Online-Buchungen für Führungen möglich
Ruft man die Seite mit der Adresse www.romanische-kirchen-koeln.de auf, ziehen oben langsam Fotos von Außenansichten der zwölf großen romanischen Kirchen vorbei. Darunter stellt sich der Verein, der 2300 Mitglieder zählt und auch die 16 kleinen, über das gesamte Stadtgebiet verteilten romanischen Kirchen unterstützt, kurz vor.
Daneben führt ein roter Kasten zur Online-Buchung von einstündigen Führungen durch die großen Gotteshäuser, die in den Jahren zwischen 1000 und 1250 erbaut wurden. Weiter unten auf der Startseite findet man aktuelle Meldungen rund um die Kirchen und den Förderverein, denen Angebote von Exkursionen und weiteren Führungen folgen. Eine Innenstadtkarte, auf der die Standorte der großen romanischen Bauwerke verzeichnet sind, rundet die Homepage ab.
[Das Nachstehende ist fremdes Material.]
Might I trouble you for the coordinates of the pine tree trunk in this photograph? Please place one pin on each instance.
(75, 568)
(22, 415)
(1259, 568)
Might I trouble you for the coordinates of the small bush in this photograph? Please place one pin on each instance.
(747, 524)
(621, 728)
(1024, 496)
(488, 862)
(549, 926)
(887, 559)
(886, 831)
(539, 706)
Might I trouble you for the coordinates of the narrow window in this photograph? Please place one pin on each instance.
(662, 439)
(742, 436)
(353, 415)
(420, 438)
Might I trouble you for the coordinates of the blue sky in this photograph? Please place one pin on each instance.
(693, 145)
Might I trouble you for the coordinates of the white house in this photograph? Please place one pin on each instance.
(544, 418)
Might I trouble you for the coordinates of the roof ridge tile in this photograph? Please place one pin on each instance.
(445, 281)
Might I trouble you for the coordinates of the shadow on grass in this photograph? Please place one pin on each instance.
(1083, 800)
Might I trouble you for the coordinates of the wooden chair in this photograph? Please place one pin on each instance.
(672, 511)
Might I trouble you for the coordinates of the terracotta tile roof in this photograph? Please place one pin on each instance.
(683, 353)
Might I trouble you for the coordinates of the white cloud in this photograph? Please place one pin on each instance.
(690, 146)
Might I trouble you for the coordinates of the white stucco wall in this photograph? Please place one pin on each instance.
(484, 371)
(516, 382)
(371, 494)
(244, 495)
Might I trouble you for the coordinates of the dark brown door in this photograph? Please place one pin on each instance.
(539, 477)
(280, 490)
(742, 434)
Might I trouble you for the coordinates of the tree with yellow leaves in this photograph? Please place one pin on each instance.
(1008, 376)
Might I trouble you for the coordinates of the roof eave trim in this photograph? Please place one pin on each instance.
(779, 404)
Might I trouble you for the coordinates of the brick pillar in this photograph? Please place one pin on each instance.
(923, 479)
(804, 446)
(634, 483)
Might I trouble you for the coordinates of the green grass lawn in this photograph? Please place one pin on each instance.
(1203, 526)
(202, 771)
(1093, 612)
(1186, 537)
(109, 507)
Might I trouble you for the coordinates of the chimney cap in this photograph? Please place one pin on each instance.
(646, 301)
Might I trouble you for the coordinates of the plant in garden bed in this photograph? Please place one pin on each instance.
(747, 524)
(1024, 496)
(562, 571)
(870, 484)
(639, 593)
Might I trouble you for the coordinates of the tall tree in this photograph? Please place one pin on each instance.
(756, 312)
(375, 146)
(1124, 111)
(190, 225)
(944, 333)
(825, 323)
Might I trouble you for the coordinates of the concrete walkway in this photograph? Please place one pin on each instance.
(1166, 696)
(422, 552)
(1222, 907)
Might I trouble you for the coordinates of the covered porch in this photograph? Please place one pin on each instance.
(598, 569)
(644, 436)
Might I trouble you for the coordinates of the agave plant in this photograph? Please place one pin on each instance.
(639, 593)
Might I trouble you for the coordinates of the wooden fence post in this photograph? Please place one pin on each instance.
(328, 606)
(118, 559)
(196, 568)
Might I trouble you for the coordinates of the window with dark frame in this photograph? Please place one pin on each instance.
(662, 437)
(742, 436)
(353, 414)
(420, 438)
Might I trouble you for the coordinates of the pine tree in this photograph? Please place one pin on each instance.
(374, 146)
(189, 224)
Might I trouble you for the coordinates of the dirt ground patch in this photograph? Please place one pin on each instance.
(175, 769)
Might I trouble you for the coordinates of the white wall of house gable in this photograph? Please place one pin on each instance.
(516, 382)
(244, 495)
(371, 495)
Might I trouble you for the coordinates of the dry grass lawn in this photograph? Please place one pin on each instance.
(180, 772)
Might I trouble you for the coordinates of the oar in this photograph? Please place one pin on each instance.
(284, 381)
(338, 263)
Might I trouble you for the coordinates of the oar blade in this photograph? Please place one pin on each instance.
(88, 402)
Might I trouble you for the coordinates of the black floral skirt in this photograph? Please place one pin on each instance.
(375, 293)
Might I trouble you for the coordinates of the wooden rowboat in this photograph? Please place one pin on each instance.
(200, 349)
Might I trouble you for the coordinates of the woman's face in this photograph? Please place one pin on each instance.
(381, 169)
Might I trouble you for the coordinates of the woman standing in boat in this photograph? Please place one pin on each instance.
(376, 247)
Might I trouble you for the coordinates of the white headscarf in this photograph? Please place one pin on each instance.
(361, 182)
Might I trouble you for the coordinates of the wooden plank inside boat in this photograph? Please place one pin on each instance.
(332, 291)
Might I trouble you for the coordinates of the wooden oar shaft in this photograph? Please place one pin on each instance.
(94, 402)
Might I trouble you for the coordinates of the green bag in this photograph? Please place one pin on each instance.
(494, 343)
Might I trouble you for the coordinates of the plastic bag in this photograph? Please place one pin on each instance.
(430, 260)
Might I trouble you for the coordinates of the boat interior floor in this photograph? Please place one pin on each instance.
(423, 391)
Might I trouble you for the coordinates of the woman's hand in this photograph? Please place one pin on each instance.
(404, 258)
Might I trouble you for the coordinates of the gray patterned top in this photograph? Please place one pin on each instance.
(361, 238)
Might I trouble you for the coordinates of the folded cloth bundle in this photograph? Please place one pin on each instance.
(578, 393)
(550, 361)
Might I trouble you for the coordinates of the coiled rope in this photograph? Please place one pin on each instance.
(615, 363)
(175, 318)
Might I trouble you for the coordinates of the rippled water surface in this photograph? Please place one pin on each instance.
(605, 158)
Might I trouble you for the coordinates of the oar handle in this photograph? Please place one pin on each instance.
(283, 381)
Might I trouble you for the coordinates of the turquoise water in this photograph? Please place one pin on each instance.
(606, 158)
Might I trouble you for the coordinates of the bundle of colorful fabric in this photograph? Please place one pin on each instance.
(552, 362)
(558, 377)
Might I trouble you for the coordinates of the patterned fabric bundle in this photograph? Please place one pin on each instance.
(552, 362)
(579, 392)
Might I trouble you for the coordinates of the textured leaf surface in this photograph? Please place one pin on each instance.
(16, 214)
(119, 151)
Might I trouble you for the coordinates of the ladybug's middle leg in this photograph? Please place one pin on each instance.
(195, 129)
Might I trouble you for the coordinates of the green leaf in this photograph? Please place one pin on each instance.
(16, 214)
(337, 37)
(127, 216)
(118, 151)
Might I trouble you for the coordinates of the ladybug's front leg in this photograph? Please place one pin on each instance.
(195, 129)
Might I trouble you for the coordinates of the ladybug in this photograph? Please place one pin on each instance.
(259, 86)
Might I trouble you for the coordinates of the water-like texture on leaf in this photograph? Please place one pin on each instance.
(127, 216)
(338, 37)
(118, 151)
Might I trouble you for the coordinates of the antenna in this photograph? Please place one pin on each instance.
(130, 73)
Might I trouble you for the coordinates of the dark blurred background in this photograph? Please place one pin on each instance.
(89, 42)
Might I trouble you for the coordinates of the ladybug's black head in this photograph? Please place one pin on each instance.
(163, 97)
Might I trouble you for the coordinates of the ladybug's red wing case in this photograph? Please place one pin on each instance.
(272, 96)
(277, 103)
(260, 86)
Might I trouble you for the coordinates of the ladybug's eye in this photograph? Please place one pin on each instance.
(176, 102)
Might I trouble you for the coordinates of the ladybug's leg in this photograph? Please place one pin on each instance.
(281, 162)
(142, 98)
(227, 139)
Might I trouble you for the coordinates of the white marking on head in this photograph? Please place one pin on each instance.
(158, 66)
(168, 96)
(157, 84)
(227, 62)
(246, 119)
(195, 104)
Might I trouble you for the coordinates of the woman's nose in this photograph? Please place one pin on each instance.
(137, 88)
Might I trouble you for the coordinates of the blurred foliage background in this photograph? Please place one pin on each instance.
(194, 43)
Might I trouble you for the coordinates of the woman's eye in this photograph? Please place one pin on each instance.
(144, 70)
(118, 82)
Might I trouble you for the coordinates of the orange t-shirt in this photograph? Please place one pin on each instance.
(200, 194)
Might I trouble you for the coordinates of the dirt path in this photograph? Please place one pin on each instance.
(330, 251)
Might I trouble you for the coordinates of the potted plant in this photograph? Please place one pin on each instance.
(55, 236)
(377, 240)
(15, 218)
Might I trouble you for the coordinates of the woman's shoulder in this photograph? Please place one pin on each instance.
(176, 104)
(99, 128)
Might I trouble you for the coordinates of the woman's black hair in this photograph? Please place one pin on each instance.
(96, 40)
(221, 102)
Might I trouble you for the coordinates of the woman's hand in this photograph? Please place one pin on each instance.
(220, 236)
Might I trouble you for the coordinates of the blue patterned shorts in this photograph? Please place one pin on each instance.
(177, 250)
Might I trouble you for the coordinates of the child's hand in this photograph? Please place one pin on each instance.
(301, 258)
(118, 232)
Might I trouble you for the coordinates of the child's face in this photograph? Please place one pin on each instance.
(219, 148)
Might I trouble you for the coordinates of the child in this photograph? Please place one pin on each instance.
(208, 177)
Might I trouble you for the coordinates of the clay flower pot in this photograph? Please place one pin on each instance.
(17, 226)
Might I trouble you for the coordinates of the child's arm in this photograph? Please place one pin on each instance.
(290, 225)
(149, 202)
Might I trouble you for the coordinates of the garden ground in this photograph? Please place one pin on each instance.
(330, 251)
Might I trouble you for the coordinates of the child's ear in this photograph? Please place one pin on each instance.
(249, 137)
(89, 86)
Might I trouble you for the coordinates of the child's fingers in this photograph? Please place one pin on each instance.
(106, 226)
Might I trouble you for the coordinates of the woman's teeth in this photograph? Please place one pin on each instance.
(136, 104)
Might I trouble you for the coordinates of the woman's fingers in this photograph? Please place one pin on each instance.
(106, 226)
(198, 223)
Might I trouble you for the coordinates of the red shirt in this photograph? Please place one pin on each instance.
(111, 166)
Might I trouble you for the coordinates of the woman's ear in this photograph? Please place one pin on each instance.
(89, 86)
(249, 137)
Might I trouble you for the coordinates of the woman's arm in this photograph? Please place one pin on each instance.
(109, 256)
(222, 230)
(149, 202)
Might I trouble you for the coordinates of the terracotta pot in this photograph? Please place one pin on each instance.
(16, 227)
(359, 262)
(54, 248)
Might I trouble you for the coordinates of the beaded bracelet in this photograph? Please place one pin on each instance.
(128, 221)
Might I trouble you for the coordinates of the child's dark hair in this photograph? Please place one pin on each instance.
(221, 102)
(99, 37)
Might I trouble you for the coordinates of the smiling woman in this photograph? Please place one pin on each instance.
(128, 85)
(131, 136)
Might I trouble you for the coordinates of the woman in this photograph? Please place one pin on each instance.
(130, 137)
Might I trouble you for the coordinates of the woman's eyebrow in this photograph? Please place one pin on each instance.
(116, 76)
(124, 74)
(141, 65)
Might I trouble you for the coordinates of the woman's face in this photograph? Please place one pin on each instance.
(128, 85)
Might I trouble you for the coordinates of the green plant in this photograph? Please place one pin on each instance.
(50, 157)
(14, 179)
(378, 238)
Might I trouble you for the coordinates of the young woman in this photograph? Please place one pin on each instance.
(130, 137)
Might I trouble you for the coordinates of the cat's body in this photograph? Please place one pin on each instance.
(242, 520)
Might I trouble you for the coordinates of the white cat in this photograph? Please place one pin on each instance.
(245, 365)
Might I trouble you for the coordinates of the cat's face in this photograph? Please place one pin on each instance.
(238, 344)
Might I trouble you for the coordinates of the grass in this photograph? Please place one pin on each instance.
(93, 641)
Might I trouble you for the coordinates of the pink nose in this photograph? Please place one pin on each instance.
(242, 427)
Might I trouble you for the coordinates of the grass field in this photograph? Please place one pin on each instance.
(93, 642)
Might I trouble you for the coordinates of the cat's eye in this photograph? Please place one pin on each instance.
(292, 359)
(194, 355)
Videomaterial und Audioguide auf Webseite verfügbar
Weiterklickend findet sich eine Fülle näherer Informationen, die so aufbereitet sind, dass das Design den Inhalt gut zur Geltung kommen lässt. Die übersichtlich angelegte Website lässt sich auch gut mit einem Tablet oder Handy nutzen. Eine Besonderheit ist, dass die großen Kirchen einzeln nicht nur durch eingängige Texte und Fotos erschlossen werden. Integriert ist jeweils ein Videofilm, außerdem erhält man Zugang zu einem Audioguide für die selbstständige Besichtigung. Die Adresse der Kirche, Öffnungszeiten und ein Lageplan beschließen die Informationen.
Die Website informiert zudem über die Geschichte, die Ziele und den Vorstand des Fördervereins, die Möglichkeit der Mitgliedschaft und auch darüber, was es mit der Stiftung Romanische Kirchen Köln auf sich hat. Der Internetauftritt sei zu 100 Prozent „barrierefrei“, sagte Stefan Keuser von der Agentur „S11[ess:onze].design“. Seit vier Tagen online, sei er schon rund 1500 Mal aufgerufen worden.